Rishi Sunak has been faced with a series of tricky dilemmas as prime minister: policy questions over the Northern Ireland Protocol, the UK tax burden and on public expenditure — each involving unique party-management puzzles — have featured throughout the PM’s nigh-on year-old premiership. Consequently, Sunak has attempted to make a virtue of his purported dignified doughtiness under pressure: see his oft-repeated talking points about “difficult decisions” and, more recently, emphasis on his singular willingness to shatter prevailing consensuses on net zero and HS2.
But questions continue to swirl over whether Sunak has really risen to the challenges he inherited and has overseen as prime minister. His decision to abstain over the “partygate” reports into Boris Johnson and his allies saw the PM accused of pursuing passivity and spectator-status when the stakes seemed at their highest.
Still, as the Sunak’s premiership rumbles on, the stakes will get higher still; and an even more profound quandary awaits the prime minister over the matter of when to trigger an election. It is not a responsibility from which Sunak can shirk (forever, at least): the Dissolution and Calling of Parliament Act 2022 outlines that an election must be called before December 17 lest the commons automatically dissolve. After a period of campaigning, it means the last possible date for an election is January 28, 2025.

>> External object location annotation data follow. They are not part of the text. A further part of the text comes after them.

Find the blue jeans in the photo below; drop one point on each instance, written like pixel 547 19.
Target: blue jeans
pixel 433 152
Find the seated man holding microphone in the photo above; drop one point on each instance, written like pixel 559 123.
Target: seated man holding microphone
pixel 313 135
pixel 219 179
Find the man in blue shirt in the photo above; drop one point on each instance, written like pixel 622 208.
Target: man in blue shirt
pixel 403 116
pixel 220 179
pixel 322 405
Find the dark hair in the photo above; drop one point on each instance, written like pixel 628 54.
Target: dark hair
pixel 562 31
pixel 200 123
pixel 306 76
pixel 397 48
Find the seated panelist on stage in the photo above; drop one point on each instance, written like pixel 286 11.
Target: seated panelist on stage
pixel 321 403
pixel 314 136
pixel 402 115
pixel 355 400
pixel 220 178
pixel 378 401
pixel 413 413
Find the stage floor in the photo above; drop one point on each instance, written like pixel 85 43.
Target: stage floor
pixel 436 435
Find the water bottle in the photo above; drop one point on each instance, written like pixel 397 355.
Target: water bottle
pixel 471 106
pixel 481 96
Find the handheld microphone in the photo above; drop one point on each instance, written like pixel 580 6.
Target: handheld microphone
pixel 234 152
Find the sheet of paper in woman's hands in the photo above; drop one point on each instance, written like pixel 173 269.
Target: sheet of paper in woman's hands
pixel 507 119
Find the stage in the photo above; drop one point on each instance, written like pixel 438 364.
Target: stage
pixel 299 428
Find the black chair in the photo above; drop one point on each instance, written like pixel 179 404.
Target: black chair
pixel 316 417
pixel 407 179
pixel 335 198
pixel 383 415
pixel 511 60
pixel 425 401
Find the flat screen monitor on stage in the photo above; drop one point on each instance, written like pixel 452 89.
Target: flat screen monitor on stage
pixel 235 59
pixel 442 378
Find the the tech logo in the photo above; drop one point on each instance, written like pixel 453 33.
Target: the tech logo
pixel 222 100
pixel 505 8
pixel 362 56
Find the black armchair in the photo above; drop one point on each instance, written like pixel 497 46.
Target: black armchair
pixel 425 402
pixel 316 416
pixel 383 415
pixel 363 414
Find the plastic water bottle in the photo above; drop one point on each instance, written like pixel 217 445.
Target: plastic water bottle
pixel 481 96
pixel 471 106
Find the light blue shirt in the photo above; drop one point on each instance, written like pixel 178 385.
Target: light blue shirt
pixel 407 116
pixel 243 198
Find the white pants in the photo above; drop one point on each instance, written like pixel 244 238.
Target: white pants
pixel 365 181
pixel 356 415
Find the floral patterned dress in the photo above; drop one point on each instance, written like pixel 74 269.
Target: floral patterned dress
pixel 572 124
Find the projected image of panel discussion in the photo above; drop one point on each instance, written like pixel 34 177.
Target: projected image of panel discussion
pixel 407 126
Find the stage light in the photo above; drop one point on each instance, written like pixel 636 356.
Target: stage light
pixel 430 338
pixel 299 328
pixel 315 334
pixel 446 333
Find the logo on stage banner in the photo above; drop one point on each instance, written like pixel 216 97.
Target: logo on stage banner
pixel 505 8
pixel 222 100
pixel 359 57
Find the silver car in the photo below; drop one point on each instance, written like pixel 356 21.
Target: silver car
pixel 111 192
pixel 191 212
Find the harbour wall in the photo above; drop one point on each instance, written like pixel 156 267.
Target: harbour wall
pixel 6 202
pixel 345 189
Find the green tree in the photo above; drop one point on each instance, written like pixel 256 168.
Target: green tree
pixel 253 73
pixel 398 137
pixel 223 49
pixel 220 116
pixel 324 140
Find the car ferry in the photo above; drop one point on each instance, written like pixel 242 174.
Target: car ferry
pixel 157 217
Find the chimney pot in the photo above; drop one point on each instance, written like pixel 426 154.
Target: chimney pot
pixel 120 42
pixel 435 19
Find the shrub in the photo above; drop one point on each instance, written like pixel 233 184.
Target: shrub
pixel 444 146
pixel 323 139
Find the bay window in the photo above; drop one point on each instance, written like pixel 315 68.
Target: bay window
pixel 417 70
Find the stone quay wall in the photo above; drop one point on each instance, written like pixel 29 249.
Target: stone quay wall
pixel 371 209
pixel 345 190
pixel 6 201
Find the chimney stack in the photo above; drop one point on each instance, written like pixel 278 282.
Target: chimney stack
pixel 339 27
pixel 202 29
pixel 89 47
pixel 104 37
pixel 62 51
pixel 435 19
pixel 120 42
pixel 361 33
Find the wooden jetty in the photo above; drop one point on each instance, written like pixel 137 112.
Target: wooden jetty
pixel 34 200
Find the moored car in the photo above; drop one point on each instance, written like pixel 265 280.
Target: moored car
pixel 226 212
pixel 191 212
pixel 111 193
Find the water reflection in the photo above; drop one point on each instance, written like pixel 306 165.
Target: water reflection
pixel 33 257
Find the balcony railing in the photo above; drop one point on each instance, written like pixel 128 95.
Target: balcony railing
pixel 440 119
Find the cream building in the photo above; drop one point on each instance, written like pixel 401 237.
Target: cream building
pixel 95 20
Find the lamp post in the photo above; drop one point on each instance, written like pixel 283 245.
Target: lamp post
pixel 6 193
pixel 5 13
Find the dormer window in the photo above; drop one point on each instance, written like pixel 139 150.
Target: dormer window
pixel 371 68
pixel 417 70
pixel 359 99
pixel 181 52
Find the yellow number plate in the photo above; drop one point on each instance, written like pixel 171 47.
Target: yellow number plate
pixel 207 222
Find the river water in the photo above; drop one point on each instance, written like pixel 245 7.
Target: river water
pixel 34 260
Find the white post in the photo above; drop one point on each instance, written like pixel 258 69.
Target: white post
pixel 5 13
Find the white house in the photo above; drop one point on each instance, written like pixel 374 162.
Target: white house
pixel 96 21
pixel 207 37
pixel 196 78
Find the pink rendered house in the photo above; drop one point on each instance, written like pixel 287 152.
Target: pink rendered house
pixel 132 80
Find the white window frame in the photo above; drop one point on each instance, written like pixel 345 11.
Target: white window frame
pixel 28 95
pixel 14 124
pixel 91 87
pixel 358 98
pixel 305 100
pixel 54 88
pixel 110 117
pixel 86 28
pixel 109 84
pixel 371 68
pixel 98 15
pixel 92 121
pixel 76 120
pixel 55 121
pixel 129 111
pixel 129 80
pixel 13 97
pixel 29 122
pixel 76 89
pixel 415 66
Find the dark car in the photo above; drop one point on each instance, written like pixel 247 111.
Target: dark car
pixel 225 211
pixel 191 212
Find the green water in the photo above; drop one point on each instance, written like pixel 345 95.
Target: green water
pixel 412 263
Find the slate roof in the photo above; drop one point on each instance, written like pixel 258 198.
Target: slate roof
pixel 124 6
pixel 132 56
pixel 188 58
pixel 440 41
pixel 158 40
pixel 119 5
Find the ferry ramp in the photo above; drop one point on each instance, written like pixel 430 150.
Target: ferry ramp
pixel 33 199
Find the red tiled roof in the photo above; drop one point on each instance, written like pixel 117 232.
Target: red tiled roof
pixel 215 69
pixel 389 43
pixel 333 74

So the prime minister is running out of time to hone his case to the public before his inevitable, and inaugural, encounter with the electorate. And while it is possible that Sunak currently has a date in mind — or perhaps more likely a preferred period — events between now and an earmarked election date will weigh heavy on his thinking. The Mid Bedfordshire and Tamworth by-elections, which saw the Labour Party overturn vast Conservative majorities, are two such events.
In this way, last week’s results have probably made an election in January 2025 more likely than ever. Self-preservation instincts, combined with his intent to strike down Labour’s towering poll lead, could see the government stretch time in this parliament to its limit. This is despite there being possible prima facie cases for a general election to be held in either Spring or Autumn next year (we’ll get to those).
After Mid Beds and Tamworth, it would seem Sunak’s question is not whether he should go “long” or “short” with an election — but “how long?”.
Going ‘short’: the possible benefits of a Spring election
As I have stated before, Rishi Sunak’s pledge to “stop the boats” is the most politically sensitive of his New Year commitments. Ensuring success can be touted on this metric you would think, therefore, will be a necessary consideration as PM plots a path to a national poll.
A crucial fact to consider here is that small boat crossings tend to be at their lowest over winter. If this seasonal pattern repeats itself over the coming months, proponents of a Spring poll will argue Sunak could seize on the success of his immigration crackdown and fight an election on what has historically been uncomfortable territory for Keir Starmer’s Labour Party.
There could be some mileage in a May election for other reasons, too. A Spring poll would lessen the potential electoral punishment levied on the Conservative government for rising mortgage payments as, month by month, more homeowners who have been shielded from the effects of interest rates (due to being on relatively low fixed-rate mortgages) see their deals expire. The longer Sunak waits for an election, the more potent “long Truss” will be, this reading holds — especially with a Labour Party keen to leverage her fiscal foibles as part of its own pitch on economic credibility.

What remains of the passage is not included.